L'auditoire semble un brin goguenard. Une rengaine de quatre sous, des paroles basiques, ce sera fastoche. Eh bien non. J'en suis moi-même surpris : non seulement personne ne retrouve le texte effacé, mais les diverses solutions proposées ce jour-là n'égalent jamais la densité, l'efficacité de l'original. L'audition de la chanson, à la fin, laisse le groupe songeur. Sacrée leçon. La simplicité, ce n'est pas facile. Certains doivent se dire que peut-être certains auteurs célèbres seraient incapables d'écrire une chanson pour Piaf, et de faire danser les mots comme cet homme de l'ombre dont ils ignorent jusqu'au nom.

Il s'appelle Michel Emer. Le grand amateur de chansons que je suis devrait l'avoir déjà repéré : il a enrichi le répertoire de Fréhel, Damia, Jean Sablon, Lucienne Boyer, Ray Ventura, Yves Montand, Tino Rossi, Patachou et même Johnny Hallyday. Il a donné à Piaf toute une série de classiques superbes, de «L'accordéoniste» à «Je m'en fous pas mal». Grâce à lui, mon estime à l'égard des paroliers est devenue d'un coup plus vive encore, et je place Michel Emer dans mon petit panthéon perso, à côté de deux autres orfèvres : le grec Pànos Toùndas et notre Pierre Philippe, auteur des plus belles chansons de Juliette et de Guidoni, traducteur virtuose de Stephen Sondheim, dont la mort, il y a deux ans, a été saluée par un désolant silence.

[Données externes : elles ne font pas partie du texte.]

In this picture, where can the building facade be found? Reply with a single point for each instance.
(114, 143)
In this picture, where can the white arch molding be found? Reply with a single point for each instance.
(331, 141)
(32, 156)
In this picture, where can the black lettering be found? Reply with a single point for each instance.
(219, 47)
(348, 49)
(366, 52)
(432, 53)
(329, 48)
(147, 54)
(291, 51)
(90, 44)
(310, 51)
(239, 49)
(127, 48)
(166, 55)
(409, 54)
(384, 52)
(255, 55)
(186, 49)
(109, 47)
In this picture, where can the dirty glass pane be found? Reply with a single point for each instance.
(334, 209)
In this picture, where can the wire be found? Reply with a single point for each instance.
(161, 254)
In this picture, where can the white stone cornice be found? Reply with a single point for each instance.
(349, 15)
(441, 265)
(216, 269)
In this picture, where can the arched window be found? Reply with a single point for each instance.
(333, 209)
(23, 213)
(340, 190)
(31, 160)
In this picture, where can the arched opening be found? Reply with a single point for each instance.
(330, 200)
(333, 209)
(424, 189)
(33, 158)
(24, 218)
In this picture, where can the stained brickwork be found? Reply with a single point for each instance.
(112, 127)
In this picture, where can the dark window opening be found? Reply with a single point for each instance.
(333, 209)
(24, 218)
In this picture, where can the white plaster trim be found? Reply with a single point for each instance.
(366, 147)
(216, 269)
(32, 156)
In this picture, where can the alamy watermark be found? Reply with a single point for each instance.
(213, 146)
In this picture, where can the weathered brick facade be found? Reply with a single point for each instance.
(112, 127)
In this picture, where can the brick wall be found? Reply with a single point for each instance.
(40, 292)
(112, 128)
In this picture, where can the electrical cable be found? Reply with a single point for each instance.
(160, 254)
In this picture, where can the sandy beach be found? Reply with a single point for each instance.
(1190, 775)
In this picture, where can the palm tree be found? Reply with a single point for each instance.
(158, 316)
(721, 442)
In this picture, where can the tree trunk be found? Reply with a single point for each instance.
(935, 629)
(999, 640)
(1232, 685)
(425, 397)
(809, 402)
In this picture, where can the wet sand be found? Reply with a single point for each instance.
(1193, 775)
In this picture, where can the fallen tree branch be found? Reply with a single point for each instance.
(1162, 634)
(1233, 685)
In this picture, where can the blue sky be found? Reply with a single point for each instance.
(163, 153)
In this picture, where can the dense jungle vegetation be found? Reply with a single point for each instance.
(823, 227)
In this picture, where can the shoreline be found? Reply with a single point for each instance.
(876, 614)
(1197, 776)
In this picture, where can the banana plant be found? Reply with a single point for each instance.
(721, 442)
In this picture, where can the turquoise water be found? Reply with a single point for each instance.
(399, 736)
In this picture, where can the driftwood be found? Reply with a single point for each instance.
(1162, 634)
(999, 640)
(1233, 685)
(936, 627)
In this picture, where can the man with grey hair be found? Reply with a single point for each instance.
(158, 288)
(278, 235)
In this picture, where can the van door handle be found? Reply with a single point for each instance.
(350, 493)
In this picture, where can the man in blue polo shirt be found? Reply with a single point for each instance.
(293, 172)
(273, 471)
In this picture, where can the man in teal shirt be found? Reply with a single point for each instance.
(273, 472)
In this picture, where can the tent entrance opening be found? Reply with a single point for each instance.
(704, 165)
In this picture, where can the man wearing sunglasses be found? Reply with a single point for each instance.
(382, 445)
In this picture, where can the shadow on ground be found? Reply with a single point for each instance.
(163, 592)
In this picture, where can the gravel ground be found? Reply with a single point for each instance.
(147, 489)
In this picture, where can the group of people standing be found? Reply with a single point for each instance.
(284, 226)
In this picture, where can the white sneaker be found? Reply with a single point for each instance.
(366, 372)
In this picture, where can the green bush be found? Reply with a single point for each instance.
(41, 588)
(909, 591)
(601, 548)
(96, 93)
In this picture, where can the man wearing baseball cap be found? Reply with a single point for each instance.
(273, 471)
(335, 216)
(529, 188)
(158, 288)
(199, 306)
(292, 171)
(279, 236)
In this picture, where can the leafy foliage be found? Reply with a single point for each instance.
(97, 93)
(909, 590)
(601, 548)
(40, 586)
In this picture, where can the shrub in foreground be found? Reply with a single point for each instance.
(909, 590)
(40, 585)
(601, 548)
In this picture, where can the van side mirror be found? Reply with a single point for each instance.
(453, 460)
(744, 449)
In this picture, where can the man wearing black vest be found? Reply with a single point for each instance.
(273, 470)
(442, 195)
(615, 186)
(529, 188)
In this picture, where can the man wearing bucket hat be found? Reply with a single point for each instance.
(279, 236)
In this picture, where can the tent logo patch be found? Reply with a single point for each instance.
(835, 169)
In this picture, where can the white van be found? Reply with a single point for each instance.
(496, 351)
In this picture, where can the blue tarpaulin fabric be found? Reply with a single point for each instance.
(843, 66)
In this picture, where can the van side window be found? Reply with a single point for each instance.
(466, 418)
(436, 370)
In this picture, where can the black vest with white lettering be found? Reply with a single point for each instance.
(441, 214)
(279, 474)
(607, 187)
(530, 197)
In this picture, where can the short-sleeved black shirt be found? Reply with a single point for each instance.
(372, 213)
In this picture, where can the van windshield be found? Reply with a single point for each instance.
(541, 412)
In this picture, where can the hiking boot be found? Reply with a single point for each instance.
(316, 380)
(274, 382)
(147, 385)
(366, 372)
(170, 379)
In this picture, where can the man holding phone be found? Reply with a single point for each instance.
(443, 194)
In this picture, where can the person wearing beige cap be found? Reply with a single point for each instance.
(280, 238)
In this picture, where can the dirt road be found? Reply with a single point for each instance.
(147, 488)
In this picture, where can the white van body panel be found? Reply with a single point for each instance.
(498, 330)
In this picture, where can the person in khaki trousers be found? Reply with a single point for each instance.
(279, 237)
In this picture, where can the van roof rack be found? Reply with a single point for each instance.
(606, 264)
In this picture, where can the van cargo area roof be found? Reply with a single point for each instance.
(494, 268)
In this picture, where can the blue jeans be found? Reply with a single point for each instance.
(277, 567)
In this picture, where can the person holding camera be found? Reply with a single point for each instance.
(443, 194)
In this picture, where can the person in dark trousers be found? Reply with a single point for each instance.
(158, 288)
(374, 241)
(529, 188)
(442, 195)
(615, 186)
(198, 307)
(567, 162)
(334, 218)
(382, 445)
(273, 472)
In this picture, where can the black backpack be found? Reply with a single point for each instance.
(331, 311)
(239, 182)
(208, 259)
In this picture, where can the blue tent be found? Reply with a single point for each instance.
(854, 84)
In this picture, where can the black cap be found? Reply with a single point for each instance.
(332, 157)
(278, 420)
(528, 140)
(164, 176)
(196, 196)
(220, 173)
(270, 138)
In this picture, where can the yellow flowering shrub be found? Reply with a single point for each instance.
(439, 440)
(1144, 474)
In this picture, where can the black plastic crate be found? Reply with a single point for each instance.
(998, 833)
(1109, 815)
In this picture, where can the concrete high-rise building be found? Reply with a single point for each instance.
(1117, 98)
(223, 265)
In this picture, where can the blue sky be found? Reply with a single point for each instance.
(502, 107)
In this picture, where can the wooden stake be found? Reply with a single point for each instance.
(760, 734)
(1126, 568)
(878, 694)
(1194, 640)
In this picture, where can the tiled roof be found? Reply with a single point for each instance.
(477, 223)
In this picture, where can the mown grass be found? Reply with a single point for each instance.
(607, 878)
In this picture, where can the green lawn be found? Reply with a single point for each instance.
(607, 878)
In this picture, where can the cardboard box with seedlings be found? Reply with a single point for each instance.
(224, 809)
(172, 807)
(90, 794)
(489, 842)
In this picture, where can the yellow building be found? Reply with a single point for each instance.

Michel Emer, pour moi, est oublié, il faut s'y faire, ce n'est pas moi qui vais le sortir du tombeau. Sauf que, les années passant, les choses changent un peu. Cette année, je m'aperçois que le défunt a désormais sa page sur Internet. Wikipedia soit loué ! Wikipedia que nous méprisions tant naguère, comme on méprise les paroliers d'habitude. Grâce à lui, j'apprends que notre homme, né en 1906 à Saint-Petersbourg, mort en 1984 à Paris, était également compositeur, pianiste et chef d'orchestre, qu'il a épousé en secondes noces l'actrice Jacqueline Maillan, et surtout, que son vrai nom était Rosenstein, ce qui me le rend plus sympathique encore.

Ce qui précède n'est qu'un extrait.